The potential disastrous outcome of weak finances was illustrated in 2019 by the sad demise of Bury FC, which was expelled from the English Football League (EFL) after 125 years of membership for being unable to pay its bills. (Fans have since worked hard to rebuild the club, which now plays in a regional league.)
The saga at Bury showed how football clubs going into administration has a wider impact on local communities, with businesses losing custom and people losing jobs. The independent regulator is due to oversee changes that will seek to avoid a repeat of this happening elsewhere in the top five tiers of men’s football in England (Premier League, Championship, League One, League Two and the the National League).
The precise make up of the independent regulator – who will appoint the key personnel, where the funding will come from, what scope it will have in terms of sanctions and punishments – is yet to be made clear. But so far, the idea has received plenty of backing from the football world.
Fans appear supportive, as has the EFL. Research also indicates that regulators in other industries have been known to fix issues where the market has failed its customers (which in this case would be fans and local communities).

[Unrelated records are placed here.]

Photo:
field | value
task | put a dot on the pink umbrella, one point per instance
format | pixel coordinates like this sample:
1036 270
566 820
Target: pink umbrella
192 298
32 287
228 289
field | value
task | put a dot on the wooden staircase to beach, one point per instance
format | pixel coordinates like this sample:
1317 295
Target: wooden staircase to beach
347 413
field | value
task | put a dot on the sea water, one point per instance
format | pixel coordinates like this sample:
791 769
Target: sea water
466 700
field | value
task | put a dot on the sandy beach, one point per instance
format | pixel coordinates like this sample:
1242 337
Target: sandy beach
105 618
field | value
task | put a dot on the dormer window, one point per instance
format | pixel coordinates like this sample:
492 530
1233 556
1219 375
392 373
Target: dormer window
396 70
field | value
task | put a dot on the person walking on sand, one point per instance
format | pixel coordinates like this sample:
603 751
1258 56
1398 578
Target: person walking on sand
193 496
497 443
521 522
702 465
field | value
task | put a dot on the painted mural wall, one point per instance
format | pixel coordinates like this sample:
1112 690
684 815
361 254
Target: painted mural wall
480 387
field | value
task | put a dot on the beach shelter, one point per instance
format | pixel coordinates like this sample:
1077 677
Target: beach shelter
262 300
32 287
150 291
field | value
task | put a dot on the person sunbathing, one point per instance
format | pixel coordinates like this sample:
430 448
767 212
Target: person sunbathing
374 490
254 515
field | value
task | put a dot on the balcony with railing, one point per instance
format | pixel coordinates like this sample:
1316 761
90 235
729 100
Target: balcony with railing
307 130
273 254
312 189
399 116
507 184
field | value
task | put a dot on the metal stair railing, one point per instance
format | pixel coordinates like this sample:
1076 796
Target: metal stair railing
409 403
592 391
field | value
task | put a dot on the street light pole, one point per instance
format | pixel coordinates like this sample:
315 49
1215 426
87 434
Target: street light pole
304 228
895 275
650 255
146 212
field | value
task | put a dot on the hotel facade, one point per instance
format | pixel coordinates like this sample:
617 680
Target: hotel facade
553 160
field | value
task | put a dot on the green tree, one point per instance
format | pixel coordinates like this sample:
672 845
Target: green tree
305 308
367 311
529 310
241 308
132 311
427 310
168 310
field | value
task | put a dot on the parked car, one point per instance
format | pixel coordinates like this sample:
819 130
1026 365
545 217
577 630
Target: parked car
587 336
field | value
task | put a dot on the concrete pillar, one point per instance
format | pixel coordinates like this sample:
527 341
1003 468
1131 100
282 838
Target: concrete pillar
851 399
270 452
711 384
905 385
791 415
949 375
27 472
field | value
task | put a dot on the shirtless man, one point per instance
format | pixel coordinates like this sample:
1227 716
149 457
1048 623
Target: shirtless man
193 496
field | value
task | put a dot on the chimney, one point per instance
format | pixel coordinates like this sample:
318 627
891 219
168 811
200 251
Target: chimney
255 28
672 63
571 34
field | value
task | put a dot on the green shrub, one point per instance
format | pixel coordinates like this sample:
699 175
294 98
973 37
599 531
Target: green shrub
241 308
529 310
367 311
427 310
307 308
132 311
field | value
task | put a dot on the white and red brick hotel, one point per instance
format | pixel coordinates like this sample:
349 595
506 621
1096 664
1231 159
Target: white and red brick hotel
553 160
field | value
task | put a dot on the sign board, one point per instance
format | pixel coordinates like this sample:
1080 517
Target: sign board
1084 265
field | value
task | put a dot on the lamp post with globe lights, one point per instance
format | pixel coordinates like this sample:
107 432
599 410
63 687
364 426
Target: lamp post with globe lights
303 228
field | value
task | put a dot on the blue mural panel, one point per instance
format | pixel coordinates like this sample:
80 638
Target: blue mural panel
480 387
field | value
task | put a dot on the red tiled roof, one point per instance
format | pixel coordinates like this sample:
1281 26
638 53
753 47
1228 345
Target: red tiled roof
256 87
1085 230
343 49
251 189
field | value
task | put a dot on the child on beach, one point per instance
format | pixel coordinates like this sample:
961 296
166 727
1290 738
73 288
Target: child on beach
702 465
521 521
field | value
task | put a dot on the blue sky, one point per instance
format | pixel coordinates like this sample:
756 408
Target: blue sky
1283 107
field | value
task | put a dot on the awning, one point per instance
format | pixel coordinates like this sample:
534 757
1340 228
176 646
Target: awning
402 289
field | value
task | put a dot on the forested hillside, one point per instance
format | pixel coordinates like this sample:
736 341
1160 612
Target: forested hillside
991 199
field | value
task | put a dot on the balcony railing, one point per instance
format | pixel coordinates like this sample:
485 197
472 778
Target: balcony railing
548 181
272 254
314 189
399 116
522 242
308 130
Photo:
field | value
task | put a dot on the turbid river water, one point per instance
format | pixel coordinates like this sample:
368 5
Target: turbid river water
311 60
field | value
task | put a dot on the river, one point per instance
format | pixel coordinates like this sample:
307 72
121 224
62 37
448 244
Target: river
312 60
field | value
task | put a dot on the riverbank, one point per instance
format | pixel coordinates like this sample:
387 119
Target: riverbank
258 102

But not everyone is cheering. The Premier League has objected to the idea, fearing that increased requirements over financial reporting and monitoring may put off future investors. Research suggests they may have a point, and that heavy regulation can lead to inefficiency and reduced resources.
But despite those concerns, change to the financial side of football looks to be gaining momentum. Uefa has updated its regulations to limit squad costs to 70% of income for all clubs playing in European competitions .
And there have already been governance changes in English football since the publication of the fan-led review. The English Football Association brought in a rule to protect team strip colours and club crests from unwanted changes, as well as a code of governance which includes board member term limits and targets for diversity and inclusion.
All of these changes are designed to make the sport more resilient; to prevent the collapse of clubs which have been part of their communities for decades. Football fans throughout the leagues will be hoping they succeed.